CHICAGO (CN) - Former Speaker of the House Dennis Hastert was charged Thursday with structuring $952,000 in cash withdrawals for $3.5 million he paid someone "to conceal his past misconduct," and lying to the FBI about it.

The grand jury indictment states that Hastert "agreed to provide Individual A $3.5 million in order to compensate for and conceal his prior misconduct against Individual A."

Hastert, 73, the longest-serving Republican Speaker of the House, was indicted on two counts: structuring cash transfers to evade currency transaction reports, and making a false statement to the FBI.

Speculation about Individual A - including whether it's a man or woman - began immediately. The 7-page indictment states that he or she "has been a resident of Yorkville, Illinois and has known defendant John Dennis Hastert most of Individual A's life."

The New York Times reported Friday afternoon that Hastert paid off a man who told the FBI that Hastert had "inappropriately touched" him decades ago, when Hastert was a high school wrestling coach. The Times attributed the information to two people with knowledge of the FBI investigation. Hastert was a high school teacher and coach in Yorkville from 1965 to 1981.

The payoffs began in 2010, according to the indictment, when A and Hastert "discussed past misconduct by defendant against Individual A that had occurred years earlier."

Hastert then began paying cash to A: "approximately $1.7 million in cash from various bank accounts he controlled," and the payoffs lasted from 2010 to 2014, the indictment states.

Hastert is not charged with paying the money, but with structuring 15 withdrawals of $50,000 from three bank accounts, to duck federal requirements that transactions of more than $10,000 in cash must be reported.

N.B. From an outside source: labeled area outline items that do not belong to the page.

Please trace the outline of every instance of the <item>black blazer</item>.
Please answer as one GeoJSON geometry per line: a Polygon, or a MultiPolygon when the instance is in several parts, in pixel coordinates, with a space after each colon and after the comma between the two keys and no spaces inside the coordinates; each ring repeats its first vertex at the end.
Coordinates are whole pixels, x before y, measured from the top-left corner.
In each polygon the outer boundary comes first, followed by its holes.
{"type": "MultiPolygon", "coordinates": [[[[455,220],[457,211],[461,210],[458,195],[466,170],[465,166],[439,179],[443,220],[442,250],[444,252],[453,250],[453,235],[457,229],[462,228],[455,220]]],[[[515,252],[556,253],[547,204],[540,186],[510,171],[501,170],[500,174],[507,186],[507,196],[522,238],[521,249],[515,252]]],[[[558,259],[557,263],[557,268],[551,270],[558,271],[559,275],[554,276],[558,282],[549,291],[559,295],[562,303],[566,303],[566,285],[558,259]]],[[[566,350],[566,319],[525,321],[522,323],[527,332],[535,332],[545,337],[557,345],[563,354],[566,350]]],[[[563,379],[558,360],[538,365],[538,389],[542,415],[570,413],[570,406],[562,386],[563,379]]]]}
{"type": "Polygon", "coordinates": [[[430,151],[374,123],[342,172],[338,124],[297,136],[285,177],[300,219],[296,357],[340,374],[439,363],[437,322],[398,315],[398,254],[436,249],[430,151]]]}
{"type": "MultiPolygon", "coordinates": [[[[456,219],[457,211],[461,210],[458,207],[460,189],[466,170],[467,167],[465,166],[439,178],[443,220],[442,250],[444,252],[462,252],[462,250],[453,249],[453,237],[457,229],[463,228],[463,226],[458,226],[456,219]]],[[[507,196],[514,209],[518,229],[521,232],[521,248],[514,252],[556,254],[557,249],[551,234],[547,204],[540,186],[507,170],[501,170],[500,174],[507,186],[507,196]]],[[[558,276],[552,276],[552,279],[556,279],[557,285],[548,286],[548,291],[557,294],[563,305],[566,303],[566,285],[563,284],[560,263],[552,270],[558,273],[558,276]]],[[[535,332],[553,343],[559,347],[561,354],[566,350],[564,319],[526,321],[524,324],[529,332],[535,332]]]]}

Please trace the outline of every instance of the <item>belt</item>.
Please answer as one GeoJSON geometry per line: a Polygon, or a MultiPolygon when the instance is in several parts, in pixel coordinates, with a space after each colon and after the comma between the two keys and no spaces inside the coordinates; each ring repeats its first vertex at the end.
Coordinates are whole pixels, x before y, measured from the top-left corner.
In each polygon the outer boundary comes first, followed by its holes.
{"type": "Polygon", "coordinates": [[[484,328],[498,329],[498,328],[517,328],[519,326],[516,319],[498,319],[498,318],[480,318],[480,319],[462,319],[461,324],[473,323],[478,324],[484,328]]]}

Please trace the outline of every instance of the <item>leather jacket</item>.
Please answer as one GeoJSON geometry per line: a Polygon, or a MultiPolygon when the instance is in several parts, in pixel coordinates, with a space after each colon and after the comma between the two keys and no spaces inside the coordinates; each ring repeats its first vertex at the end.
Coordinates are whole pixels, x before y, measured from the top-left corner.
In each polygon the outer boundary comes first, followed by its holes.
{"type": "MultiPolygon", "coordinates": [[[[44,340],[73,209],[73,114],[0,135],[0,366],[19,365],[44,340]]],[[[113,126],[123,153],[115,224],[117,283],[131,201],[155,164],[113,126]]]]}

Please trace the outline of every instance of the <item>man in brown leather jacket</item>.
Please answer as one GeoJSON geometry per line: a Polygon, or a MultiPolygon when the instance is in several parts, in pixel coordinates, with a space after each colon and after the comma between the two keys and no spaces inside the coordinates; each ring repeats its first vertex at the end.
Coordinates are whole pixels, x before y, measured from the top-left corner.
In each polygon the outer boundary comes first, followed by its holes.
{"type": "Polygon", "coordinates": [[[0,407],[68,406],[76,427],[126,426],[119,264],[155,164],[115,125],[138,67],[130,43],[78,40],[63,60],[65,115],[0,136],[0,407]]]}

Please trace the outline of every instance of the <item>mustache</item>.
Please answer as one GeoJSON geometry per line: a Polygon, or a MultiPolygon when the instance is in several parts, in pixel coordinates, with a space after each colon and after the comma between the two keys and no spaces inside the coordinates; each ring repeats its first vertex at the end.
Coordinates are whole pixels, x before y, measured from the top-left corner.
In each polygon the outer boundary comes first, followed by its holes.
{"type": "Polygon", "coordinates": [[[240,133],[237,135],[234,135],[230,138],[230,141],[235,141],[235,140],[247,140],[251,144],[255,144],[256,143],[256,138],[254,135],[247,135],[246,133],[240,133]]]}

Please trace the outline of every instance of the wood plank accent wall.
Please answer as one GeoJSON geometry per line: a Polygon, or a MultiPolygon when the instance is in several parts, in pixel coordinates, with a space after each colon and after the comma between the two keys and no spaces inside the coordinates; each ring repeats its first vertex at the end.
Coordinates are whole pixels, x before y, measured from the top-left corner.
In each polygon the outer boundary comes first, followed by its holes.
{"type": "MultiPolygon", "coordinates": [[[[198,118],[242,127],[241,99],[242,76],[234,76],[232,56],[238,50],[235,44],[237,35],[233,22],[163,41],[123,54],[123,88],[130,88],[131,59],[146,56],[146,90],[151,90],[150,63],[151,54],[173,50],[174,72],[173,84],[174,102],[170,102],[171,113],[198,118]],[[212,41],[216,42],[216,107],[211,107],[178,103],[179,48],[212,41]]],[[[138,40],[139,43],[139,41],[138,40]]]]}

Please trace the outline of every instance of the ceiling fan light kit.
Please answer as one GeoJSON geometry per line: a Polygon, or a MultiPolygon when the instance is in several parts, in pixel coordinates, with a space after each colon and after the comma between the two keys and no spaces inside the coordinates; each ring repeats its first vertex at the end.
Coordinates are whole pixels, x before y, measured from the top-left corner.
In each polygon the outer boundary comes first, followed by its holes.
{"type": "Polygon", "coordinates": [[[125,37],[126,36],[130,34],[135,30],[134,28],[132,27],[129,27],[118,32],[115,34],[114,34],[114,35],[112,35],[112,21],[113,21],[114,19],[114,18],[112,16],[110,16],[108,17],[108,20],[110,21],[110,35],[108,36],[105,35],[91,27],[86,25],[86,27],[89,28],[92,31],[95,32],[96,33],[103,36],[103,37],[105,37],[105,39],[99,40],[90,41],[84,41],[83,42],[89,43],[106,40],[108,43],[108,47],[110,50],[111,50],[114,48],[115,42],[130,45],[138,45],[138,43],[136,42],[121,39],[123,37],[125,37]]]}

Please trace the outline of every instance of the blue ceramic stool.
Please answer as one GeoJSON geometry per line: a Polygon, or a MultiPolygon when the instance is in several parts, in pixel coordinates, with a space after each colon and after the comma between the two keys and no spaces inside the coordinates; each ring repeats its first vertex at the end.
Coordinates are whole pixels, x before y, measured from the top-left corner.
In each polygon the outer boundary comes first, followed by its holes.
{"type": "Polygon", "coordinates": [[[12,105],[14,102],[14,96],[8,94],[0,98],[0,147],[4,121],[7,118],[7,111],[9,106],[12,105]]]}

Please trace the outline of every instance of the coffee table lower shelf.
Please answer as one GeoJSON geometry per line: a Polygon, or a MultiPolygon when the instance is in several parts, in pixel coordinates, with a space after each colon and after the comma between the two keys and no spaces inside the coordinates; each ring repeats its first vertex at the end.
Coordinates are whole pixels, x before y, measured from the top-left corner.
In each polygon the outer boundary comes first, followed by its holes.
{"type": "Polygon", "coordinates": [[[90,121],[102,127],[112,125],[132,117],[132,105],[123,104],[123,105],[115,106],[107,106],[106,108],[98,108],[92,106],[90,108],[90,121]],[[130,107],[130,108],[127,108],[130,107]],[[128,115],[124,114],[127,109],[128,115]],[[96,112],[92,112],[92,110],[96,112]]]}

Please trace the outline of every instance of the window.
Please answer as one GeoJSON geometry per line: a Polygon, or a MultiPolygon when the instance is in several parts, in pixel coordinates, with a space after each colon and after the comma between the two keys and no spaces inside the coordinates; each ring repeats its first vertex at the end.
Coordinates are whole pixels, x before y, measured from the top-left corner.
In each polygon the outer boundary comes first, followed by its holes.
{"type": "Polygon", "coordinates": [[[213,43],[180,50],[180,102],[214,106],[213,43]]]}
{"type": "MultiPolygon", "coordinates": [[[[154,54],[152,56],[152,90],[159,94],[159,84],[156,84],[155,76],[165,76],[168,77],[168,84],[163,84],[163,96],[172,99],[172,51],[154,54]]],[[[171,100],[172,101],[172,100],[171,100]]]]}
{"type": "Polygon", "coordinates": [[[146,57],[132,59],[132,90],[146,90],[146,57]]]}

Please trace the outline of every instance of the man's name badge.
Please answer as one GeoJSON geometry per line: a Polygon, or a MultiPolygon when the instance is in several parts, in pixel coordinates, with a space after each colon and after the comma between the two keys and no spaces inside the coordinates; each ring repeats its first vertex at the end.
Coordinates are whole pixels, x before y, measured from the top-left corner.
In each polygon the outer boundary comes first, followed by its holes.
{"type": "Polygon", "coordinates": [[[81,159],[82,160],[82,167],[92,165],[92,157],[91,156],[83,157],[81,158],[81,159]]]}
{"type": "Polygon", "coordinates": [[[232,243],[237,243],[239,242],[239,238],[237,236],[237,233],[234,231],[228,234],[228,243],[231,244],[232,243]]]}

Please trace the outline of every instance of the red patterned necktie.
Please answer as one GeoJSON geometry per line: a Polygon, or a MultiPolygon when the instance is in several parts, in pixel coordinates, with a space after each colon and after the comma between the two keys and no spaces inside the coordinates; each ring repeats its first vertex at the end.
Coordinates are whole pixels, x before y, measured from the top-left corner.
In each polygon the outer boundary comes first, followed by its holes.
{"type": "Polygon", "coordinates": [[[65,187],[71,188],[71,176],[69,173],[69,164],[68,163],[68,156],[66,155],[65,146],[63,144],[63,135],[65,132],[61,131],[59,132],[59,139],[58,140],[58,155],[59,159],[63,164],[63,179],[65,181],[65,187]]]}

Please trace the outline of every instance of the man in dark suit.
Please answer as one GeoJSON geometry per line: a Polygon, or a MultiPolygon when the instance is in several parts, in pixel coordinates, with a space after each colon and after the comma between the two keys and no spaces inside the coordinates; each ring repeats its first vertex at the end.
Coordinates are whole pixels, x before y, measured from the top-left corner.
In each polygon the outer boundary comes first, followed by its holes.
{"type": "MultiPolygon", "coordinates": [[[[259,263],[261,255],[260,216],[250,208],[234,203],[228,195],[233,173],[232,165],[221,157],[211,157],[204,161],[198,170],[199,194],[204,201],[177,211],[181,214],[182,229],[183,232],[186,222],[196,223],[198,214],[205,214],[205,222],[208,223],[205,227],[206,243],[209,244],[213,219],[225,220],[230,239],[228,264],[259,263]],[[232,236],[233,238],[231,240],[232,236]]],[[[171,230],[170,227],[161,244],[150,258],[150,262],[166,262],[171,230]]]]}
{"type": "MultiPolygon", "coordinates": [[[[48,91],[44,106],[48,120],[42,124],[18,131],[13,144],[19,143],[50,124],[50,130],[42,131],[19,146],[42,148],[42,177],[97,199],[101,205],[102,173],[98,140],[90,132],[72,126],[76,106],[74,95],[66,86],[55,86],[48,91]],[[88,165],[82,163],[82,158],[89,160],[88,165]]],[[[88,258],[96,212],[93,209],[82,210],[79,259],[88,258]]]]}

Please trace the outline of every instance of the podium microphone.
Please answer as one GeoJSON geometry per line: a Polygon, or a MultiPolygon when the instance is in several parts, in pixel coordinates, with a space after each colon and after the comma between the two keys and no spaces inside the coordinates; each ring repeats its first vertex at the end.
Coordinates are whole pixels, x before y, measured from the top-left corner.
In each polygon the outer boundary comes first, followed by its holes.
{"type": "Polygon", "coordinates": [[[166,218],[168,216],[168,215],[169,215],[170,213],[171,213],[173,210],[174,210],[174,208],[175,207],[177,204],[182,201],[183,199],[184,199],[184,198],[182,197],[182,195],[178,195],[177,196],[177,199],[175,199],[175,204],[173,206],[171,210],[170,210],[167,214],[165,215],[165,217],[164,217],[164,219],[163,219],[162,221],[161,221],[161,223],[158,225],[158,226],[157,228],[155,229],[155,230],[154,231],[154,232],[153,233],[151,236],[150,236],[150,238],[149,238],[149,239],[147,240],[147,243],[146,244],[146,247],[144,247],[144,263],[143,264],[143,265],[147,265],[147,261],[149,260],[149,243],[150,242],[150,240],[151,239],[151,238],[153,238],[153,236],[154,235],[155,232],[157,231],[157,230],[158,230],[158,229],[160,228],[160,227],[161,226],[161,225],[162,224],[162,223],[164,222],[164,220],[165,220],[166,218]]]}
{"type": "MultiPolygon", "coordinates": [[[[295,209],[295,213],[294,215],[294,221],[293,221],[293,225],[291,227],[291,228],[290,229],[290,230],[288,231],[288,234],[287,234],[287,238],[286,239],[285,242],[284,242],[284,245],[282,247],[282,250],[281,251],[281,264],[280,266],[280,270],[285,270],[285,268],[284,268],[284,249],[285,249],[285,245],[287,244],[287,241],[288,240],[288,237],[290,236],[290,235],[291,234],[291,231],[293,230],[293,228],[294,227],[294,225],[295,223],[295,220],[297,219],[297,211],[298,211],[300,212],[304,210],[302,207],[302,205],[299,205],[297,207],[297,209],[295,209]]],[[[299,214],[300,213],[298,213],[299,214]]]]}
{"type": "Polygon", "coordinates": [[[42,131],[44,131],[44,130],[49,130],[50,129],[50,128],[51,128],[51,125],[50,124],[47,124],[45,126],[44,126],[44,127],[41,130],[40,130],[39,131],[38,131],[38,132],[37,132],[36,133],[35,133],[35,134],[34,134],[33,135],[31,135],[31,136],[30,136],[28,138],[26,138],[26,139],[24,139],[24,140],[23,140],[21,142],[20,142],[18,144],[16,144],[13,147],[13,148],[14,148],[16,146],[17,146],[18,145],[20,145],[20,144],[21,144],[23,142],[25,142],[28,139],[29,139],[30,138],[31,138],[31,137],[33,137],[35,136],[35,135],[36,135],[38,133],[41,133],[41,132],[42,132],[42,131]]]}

He made the $50,000 withdrawals from Old Second Bank, People's State Bank and Castle Bank, the government says. None of them are accused of wrongdoing in the indictment, which states that after bank officials began questioning Hastert about his withdrawals, in or about April 2012, he "began withdrawing cash in increments of less than $10,000."

Hastert and A changed the schedule in 2014 and Hastert began paying $100,000 every 3 months, according to the indictment. By then, the FBI and IRS were watching him.

According to the indictment, law enforcement was concerned about whether Hastert:

a) was structuring currency transactions;

b) "was using the cash he was withdrawing to cover up past misconduct;"

c) "was using the cash he was withdrawing for a criminal purpose;

d) "was the victim of a criminal extortion related to, among other matters, his prior positions in government;" or

e) "was using the cash for some other purpose, not related to a crime or past misconduct."

Hastert lied to the FBI when it questioned him in his hometown of Plano, Ill., on Dec. 8, 2014, according to the indictment: "Specifically, in response to the agents' question confirming whether the purpose of the withdrawals was to store cash because he did not feel safe with the banking system, as he previously indicated, John Dennis Hastert stated: 'Yeah ... I kept the cash. That's what I'm doing.'"

But Hastert "well knew, this statement was false," the government says.

Each count is punishable by up to 5 years in prison and a $250,000 fine.

Hastert's arraignment date has not yet been set.

Hastert worked as a lobbyist since he retired from Congress in 2009 - the year before the alleged payoffs began. He began his first term in 1986 and became speaker in 1999 after Newt Gingrich stepped down, facing ethics problems.

Hastert gained prominence long before he became speaker, as a leading apologist for Lt. Col. Oliver North and the Reagan administration during the Iran-Contra hearings.

Since leaving office Hastert also worked in the Public Policy and Political Law Practice at the Dickstein Shapiro law firm in Washington, D.C., from which he has resigned, according to The New York Times. The firm also removed his biography from its website.

Hastert also resigned from the board of the CME Group, of Chicago, which runs one of the world's largest futures and derivatives exchanges.